We undoubtedly need more female characters in media, however, YA fiction is an exception. YA fiction actually does have a lot of female leads: 65% of YA fiction published in 2014 featured a female protagonist. Considering that the genre is dominated by women, girls in these books still aren’t being presented as three-dimensional, complex people. In fantasy and dystopia, a certain type of girl has emerged: the strong female character. They’re the tough, fierce, fighting sort. You’ll see this character often rejects and has contempt for femininity. She doesn’t cry; she doesn’t really show much emotion. This kind of one-dimensional character dominates bookshelves.
We as a society equate femininity and emotion with weakness, and the media we consume reflects this. Even in a niche mostly inhabited by teen girls, like YA, we still aren’t seeing ourselves as we are: complex, vivid people. We’re told we need to be able to throw a punch to be strong and that “being like other girls" is a bad thing. If you’re tired of the way that girls are depicted in books, here are six that break the mold. Some of these girls fight demons and corrupt governments and some fall in love. Some embrace femininity and some reject it. Some are outgoing and some would rather stay home with a book. All of them are three-dimensional, colorful, flawed, and lovable.

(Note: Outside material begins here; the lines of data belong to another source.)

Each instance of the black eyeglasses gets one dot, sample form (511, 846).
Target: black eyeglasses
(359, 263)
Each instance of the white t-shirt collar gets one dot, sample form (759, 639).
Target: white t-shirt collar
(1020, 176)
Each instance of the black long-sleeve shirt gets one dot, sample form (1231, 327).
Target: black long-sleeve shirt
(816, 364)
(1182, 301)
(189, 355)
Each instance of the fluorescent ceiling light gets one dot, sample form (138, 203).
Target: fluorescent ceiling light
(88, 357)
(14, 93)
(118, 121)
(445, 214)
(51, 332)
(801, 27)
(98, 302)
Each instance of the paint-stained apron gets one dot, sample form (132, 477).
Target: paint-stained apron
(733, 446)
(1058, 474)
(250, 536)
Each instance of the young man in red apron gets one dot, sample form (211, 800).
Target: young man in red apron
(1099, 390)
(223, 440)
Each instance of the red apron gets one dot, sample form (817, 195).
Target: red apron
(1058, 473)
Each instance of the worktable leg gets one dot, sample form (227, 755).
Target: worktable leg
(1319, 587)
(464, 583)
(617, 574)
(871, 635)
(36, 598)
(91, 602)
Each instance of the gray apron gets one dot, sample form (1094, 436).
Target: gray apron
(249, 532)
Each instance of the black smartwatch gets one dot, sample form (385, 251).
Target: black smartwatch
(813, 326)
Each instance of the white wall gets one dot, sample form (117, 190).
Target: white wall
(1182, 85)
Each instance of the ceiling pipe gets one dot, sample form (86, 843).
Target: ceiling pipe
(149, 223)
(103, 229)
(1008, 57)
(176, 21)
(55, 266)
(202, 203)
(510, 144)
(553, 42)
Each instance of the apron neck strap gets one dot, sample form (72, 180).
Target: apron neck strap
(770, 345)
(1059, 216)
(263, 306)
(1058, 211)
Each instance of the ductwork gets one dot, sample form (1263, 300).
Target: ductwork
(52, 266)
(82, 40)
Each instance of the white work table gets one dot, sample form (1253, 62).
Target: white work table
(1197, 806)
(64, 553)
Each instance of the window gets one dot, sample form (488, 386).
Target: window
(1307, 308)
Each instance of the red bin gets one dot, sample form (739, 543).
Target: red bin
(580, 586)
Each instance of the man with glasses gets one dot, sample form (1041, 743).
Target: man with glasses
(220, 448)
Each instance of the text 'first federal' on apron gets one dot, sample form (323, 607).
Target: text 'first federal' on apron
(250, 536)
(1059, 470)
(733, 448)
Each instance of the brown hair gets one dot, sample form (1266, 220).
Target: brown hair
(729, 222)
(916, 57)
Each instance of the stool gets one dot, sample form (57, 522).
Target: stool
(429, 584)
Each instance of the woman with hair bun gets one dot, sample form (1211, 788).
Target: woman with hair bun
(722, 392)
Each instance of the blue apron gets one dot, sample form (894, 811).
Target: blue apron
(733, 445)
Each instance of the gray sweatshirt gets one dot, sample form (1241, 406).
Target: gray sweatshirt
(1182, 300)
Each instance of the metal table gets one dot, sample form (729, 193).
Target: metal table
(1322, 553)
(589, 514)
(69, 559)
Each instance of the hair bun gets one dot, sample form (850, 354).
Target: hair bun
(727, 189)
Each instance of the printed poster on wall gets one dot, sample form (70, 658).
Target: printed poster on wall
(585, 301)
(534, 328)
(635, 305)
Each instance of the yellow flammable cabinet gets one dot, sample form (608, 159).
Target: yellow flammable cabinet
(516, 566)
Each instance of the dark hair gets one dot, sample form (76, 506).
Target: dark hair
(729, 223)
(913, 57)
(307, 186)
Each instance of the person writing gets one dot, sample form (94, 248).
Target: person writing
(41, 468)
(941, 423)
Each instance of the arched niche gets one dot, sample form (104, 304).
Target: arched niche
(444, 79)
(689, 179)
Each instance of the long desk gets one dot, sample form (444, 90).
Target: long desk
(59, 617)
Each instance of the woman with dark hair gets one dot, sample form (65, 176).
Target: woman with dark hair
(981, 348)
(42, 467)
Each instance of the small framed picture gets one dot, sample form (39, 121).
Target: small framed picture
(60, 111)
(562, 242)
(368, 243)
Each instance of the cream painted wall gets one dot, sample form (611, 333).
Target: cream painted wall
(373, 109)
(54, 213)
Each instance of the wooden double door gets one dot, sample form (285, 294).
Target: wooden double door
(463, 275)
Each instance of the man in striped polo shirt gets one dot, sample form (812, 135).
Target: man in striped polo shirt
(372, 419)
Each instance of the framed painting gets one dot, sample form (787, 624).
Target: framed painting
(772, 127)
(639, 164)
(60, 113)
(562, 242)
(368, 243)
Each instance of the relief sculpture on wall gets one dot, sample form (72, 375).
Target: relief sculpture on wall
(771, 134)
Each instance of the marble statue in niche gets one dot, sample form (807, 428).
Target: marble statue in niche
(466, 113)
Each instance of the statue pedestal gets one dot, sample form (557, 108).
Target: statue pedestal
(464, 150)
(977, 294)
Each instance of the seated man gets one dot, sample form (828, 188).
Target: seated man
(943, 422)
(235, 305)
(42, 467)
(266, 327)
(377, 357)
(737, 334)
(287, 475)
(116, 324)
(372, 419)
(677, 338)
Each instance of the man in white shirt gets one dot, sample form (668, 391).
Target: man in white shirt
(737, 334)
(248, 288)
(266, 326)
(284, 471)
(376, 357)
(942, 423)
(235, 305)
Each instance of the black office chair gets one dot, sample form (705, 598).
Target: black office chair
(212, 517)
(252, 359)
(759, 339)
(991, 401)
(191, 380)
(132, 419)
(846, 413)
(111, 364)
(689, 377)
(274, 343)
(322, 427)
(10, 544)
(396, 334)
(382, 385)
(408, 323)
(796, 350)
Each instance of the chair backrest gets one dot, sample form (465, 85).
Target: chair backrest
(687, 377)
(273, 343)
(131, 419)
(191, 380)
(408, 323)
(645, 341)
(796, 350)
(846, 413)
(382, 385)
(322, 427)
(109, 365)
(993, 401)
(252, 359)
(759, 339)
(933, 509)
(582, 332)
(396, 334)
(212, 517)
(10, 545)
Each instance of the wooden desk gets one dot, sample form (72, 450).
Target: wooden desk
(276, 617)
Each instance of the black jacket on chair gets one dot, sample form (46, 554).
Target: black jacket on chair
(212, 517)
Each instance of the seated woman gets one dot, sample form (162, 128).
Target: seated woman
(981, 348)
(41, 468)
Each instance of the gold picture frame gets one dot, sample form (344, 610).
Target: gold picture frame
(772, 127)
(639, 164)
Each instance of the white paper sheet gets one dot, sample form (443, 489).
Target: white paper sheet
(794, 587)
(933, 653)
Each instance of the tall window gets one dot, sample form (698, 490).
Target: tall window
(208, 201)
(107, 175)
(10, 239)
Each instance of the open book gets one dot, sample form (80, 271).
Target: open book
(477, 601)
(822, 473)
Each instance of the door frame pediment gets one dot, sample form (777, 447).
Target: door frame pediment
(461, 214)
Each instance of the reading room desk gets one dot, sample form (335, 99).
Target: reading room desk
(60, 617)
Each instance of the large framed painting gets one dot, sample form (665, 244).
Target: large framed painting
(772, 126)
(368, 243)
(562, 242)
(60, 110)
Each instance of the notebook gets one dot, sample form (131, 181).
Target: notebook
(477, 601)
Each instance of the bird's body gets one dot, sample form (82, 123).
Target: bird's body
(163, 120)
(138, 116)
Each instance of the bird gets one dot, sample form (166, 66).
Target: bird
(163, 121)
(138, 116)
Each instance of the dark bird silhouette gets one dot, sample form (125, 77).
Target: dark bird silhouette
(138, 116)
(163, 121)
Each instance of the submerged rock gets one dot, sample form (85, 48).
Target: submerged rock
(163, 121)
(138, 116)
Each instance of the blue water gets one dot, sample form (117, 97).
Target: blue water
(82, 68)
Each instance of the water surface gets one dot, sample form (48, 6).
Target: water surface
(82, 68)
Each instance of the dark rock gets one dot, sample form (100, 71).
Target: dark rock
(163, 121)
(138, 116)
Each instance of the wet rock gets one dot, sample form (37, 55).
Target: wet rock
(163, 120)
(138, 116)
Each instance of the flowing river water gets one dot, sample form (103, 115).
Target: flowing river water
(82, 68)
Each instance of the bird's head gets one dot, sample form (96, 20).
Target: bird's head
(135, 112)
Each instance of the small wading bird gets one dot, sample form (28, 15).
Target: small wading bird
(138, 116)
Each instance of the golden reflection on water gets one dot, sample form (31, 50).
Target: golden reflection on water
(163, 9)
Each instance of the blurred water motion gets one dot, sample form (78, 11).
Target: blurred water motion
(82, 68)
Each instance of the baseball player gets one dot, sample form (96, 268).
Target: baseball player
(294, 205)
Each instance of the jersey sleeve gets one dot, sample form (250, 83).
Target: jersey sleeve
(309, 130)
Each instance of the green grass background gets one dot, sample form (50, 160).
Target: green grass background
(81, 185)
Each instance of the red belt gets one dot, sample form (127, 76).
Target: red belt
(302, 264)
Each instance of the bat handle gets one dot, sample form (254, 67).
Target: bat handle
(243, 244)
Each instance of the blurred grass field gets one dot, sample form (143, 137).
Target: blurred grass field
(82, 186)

The Infernal Devices by Cassandra Clare
The love triangle in this series may put you off initially. Don’t let it. With the Victorian setting, fantasy/mythology elements, and a twisted villain to deal with, the love triangle doesn’t overpower the series at all. The Infernal Devices is a beautiful trilogy with one of the best heroines I’ve ever read about: Tessa Gray. Unlike most protagonists in fantasy YA, Tessa isn’t really a fighter and she’s rarely in fight scenes, but that doesn’t make her boring. Tessa’s strength lies more in her intelligence, curiosity, and kindness.
Fangirl by Rainbow Rowell
Rainbow Rowell’s Fangirl is relatable to anyone who has ever really, really loved a book. The main character, Cath Avery, suffers from severe anxiety, and writes fanfiction to cope. She also struggles with family issues: an unstable father, a party-girl twin who develops problems with alcohol, and an absentee mother who decides to make a reappearance after more than a decade. Cath isn’t strong in a traditional sense, but she’s smart, creative, and incredibly lonely. Her story is poignant and bittersweet, and will resonate with anyone dealing with anxiety.
Ten Things I Can See From Here by Carrie Mac
Ten Things I Can See From Here focuses on Maeve Glover, another character with severe anxiety. Though she has that in common with Cath (Fangirl), Maeve is a distinct character. After her mother moves to Haiti for six months, Maeve moves in with her father in Vancouver, where she has to cope with new worries, such as her step-mother’s upcoming home birth.
At the same time, Maeve meets Salix, a musician. Her romance with Salix is a bright spot, but it is never presented as a “cure." Maeve’s anxiety and her eventual triumph are amazing and her voice is unflinching, honest, and occasionally funny.
Girl Mans Up by M.E. Girard
Pen Oliveira, a sixteen-year-old girl, is unabashedly a tomboy. All she wants is to be the kind of girl she’s always been, but her old-world Portuguese parents are putting pressure on her to be more feminine and her best friend Colby is forcing her to help him pick up girls. When she starts a relationship with a girl Colby had designated as his next target, it puts more strain between them.
This book does a great job of examining gender, sexuality, family, and friendship. Pen is a flawed character who starts off in the wrong crowd and struggles to cut ties. She doesn’t always make the right decisions, but she tries until she gets it right.
Beauty Queens by Libba Bray
Beauty Queens doesn’t have just one or two female characters. It has fifty! Libba Bray does a fantastic job with a large cast of wildly different and interesting characters. This book includes a trans character, gay characters, several characters of color, and a deaf character, all of whom have a chance to narrate.
When fifty teen pageant contestants are stranded on a deserted island after a plane crash, they have to work together to survive and hone their pageant skills. Beauty Queens is a satire, but it deals with serious issues, such as racism and sexism.